Introduction: A Wiccan Pocket Altar

About: I was a rather haphazard knitter, something I enjoyed, but had difficulty fitting into a very hectic schedule raising 5 kids. 9 years ago I had a massive stroke, and lost a lot of memory, knowledge, and skills…

I assembled this altar to take with me when I am traveling or making a home visit to an ill member of our ritual group who has requested healing. It is contained in a case for eyeglasses.
I believe a small, highly portable altar would be useful to readers of many faiths.
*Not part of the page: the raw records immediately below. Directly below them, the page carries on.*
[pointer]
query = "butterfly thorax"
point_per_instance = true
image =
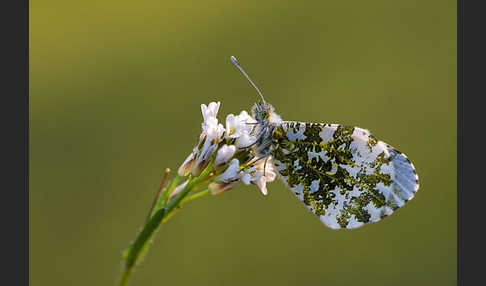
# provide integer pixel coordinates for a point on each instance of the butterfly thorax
(267, 121)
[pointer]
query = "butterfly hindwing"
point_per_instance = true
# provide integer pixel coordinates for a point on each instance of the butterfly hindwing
(343, 174)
This is the case packed and closed. It is 6 !/2" long, 2 3/4" wide, and 1" deep. It fits nicely into a shirt or jacket pocket.

Step 1:

This picture shows the case open and displays some of the the contents. . The small Bic lighter is for lighting a candle or cone of incense.

Step 2:

The altar cloth is an antique lace doily that belonged to my grandmother. A nice handkerchief would work, too. The altar cloth protects the ritual tools from possible dirt on the surface where the altar is set up. It also serves to delineate the working space.

Step 3:

This miniature cauldron can hold either a beeswax candle or a cone of incense. It came with a set of beeswax candles in a museum gift store. The cauldron represents spirit and regeneration.

Step 4:

Here are all the tools laid out on the altar cloth. The wand is made of holly. It is just slightly under 5" long and is the tool of fire and will. The athame is a small black handled pocket knife 2" long when closed. It is used to cast the circle and direct spiritual energy. It is the tool of air and represents thought and communication. Some Wiccans, swap the use and associations of these tools, using the wand for air and the athame for fire.

Step 5:

The cauldron is holding a candle. It can also hold cone style incense, or even a bit of essential oil. Sometimes it is left empty as a place to manifast new energy.

Step 6:

This thimble serves as a chalice. It holds a small amount of water. I use the small aventurine stone as my Goddess symbol. A fashion doll chalice might be used instead, but it wouldn't hold as much. The chalice represents the element of water and female energy.

Step 7:

This Moroccan coin is the pentacle. A star cut out of paper and glued to a poker chip would work, too. The pentacle represents the earth and the human being on it.

Step 8:

I also carry small packets of salt from fast food places for purification of the ritual space, and a couple of incense cones which are not pictured. Since these pictures were taken, I have added a small red jasper stone as a God symbol.